Department of Vascular Surgery, Royal Free Hospital, London, UK -
Department of Vascular and Endovascular Surgery, Athens Medical Center, Athens, Greece.
J Cardiovasc Surg (Torino). 2021 Apr;62(2):104-110. doi: 10.23736/S0021-9509.20.11661-6. Epub 2020 Dec 14.
The aim of this study was to report early outcomes of patients with non-dialysis-dependent chronic kidney disease (NDD-CKD) after revascularization for critical limb-threatening ischemia (CLTI).
Perioperative data of patients from the CRITISCH (critical limb ischemia) Registry, who also had NDD-CKD (stages 3 and 4), were compared to their counterparts with normal renal function (NRF) or mild renal insufficiency (stages 1 and 2). Patient characteristics and type of first-line treatment were assessed. Amputation-free survival was the primary composite endpoint. Secondary endpoints included major adverse cardiovascular and cerebral events (MACCE) and hemodynamic failure of revascularization. Multivariable logistic regression determined risk factors for the endpoints.

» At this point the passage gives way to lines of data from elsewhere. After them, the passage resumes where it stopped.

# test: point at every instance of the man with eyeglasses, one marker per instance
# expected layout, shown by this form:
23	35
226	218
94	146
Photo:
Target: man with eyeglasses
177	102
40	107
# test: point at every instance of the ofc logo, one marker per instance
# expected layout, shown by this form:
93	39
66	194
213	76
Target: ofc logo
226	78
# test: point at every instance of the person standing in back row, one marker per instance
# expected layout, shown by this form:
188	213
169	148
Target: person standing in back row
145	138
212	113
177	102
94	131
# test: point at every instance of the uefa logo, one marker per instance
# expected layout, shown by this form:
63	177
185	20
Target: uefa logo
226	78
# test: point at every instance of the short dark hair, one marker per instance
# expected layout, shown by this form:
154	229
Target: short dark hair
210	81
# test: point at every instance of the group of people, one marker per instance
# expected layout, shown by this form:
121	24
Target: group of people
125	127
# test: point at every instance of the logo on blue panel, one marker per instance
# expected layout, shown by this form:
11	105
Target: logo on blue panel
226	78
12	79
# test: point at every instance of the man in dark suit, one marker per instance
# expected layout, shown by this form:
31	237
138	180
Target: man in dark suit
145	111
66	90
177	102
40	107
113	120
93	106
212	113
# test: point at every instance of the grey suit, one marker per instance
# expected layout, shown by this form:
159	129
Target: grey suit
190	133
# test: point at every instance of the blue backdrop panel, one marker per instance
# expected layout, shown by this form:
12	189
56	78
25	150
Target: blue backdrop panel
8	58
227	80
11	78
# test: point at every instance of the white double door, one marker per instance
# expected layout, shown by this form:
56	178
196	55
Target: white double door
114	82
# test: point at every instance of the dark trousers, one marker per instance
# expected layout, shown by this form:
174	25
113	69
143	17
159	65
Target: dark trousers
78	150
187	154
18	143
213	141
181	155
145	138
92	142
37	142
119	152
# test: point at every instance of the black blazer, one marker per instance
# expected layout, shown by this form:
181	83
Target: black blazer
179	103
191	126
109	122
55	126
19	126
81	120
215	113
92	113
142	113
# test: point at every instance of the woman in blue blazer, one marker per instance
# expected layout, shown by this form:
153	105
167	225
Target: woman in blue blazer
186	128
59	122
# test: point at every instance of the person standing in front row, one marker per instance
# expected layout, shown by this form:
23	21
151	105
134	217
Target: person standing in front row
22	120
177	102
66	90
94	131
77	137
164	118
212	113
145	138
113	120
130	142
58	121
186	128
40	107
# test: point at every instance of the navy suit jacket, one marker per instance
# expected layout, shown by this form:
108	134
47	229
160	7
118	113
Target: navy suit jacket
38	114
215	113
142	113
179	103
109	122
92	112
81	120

424 patients with NDD-CKD were identified. Endovascular revascularization (ER) was performed in 251 patients (59.2%). Eighty-six patients (20.3%) underwent bypass surgery (BS) and 29 patients (6.8%) femoral artery patchplasty (FAP). Conservative treatment (CT) was offered to 46 patients (10.9%); 12 patients (2.8%) underwent primary major amputation (PMA). Logistic regression analysis showed an increased early risk for amputation/death (OR=1.92, 95% CI: 1.09-3.40), death (OR=5.53, 95% CI: 1.92-15.90) and hemodynamic failure of the revascularization (OR=1.80, 95% CI: 1.19-2.72) compared to patients with NRF. Patients with NDD-CKD also seem to carry a higher risk for MACCE (OR=1.82, 95% CI: 0.99-3.36). NDD-CKD was not a risk factor for limb loss alone (OR=1.05, 95% CI: 0.49-2.22).
NDD-CKD was an independent risk factor for early postoperative mortality, morbidity and reduced patency, but not for limb loss. Robust follow-up is necessary to monitor for such events, as well as to prevent readmission.
本研究旨在报告接受血运重建治疗的非透析依赖型慢性肾脏病(NDD-CKD)合并临界肢体缺血(CLI)患者的早期结局。
CRITISCH(CLI)登记研究中合并 NDD-CKD(3 期和 4 期)患者的围手术期数据与肾功能正常(NRF)或轻度肾功能不全(1 期和 2 期)患者进行了比较。评估了患者特征和一线治疗类型。保肢率是主要复合终点。次要终点包括主要心脑血管不良事件(MACCE)和血运重建的血液动力学失败。多变量逻辑回归确定了终点的危险因素。
共纳入 424 例 NDD-CKD 患者,其中 251 例(59.2%)接受了腔内血管重建(ER),86 例(20.3%)接受了旁路手术(BS),29 例(6.8%)接受了股动脉补片成形术(FAP),46 例(10.9%)接受了保守治疗(CT),12 例(2.8%)接受了初次大截肢(PMA)。Logistic 回归分析显示,与 NRF 患者相比,NDD-CKD 患者早期截肢/死亡(OR=1.92,95%CI:1.09-3.40)、死亡(OR=5.53,95%CI:1.92-15.90)和血运重建的血液动力学失败(OR=1.80,95%CI:1.19-2.72)的风险更高。NDD-CKD 患者似乎也有更高的 MACCE(OR=1.82,95%CI:0.99-3.36)风险。NDD-CKD 不是单独肢体丢失的危险因素(OR=1.05,95%CI:0.49-2.22)。
NDD-CKD 是术后早期死亡率、发病率和降低通畅率的独立危险因素,但不是肢体丢失的危险因素。需要进行强有力的随访以监测这些事件,并防止再次入院。